John Fordham 

Bobby McFerrin/London Vocal Project

Barbican, LondonSolo-voice master Bobby McFerrin spent much of his gig playfully jamming with his fellow performers and the audience, writes John Fordham
  
  


For the last 30 years, Bobby McFerrin could have contented himself with just being, as they say, "an act" – and an unrivalled one at that. Possessed of a four-octave voice, lightning improv reflexes, and the ability to mimic everything from an opera bass to a Charlie Parker bop solo via the sound of a car shifting gear, he remains the master of the solo-voice show.

But an act he refuses to be, and even at a Barbican concert (backed by Pete Churchill's fine 28-piece London Vocal Project) hooked to his most ambitious-ever album, McFerrin still spent much of the gig jamming with his fellow performers and the audience. Inevitably, his skills invite a: "How the hell does he do that?" But he also reminds listeners that all humanity carries the same instrument as him – and that music's roots are communal, which stardom has no business obscuring.

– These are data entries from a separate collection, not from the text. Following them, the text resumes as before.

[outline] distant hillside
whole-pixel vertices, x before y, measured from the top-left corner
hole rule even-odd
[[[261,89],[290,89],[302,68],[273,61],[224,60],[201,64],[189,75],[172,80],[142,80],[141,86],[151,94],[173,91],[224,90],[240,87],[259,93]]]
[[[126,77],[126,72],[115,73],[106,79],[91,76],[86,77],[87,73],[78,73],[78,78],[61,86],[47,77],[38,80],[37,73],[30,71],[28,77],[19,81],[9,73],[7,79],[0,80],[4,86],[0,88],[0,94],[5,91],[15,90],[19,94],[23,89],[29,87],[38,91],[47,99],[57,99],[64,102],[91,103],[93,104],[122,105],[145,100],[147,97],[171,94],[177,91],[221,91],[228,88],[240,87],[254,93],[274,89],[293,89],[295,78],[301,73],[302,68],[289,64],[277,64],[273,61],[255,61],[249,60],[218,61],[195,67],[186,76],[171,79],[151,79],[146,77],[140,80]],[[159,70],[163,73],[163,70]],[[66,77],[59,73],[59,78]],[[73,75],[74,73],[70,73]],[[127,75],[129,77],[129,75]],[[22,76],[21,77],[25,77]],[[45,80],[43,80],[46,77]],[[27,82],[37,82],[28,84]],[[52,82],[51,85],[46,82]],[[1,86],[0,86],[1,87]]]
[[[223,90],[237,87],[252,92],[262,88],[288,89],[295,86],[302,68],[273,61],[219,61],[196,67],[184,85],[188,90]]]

Typically he began seated, quietly singing a little uptilting falsetto melody while beating the groove on his chest. A deeper, soul-vocal line emerged (in McFerrin's private language, which sounds like English but isn't), then his trademark register-leaping skids, ending on a finger-snap. He then got the choir to sing a riff to the basses, playfully conducting its spontaneous overlaying all the way up to the sopranos, before unfurling his own improvised line over the top.

A yodelling traditional blues with mimicked slide-guitar fills followed, then a cheesy Fly Me to the Moon, and a Flight of the Bumble Bee delivered as if the insect were buzzing around his head. Later came a whispered Bach Prelude No 1 while patches of the audience sang the Charles Gounod Ave Maria counterpoint. In between the solo flights, four parts from the singer's new multi-genre VOCAbuLarieS album were conducted by their composer Roger Treece – complex, vividly coloured tapestries often phrased as emphatic African tribal chants.

The choir sounded at its most assured and impassioned on this rehearsed material, but though Treece's writing was deft, it veered toward a westernised Lion King gloss that faintly jarred with McFerrin's warmth and naturalness.

In the end, however, it was the duets with the audience on everything from James Brown's I Feel Good to McFerrin's own Don't Worry Be Happy, the astonishing beating-wings sound in the Beatles' Blackbird, a flawless account of Charlie Parker's Donna Lee, and the homely Q&A session with musical illustrations (instead of an encore) that reverberated afterwards.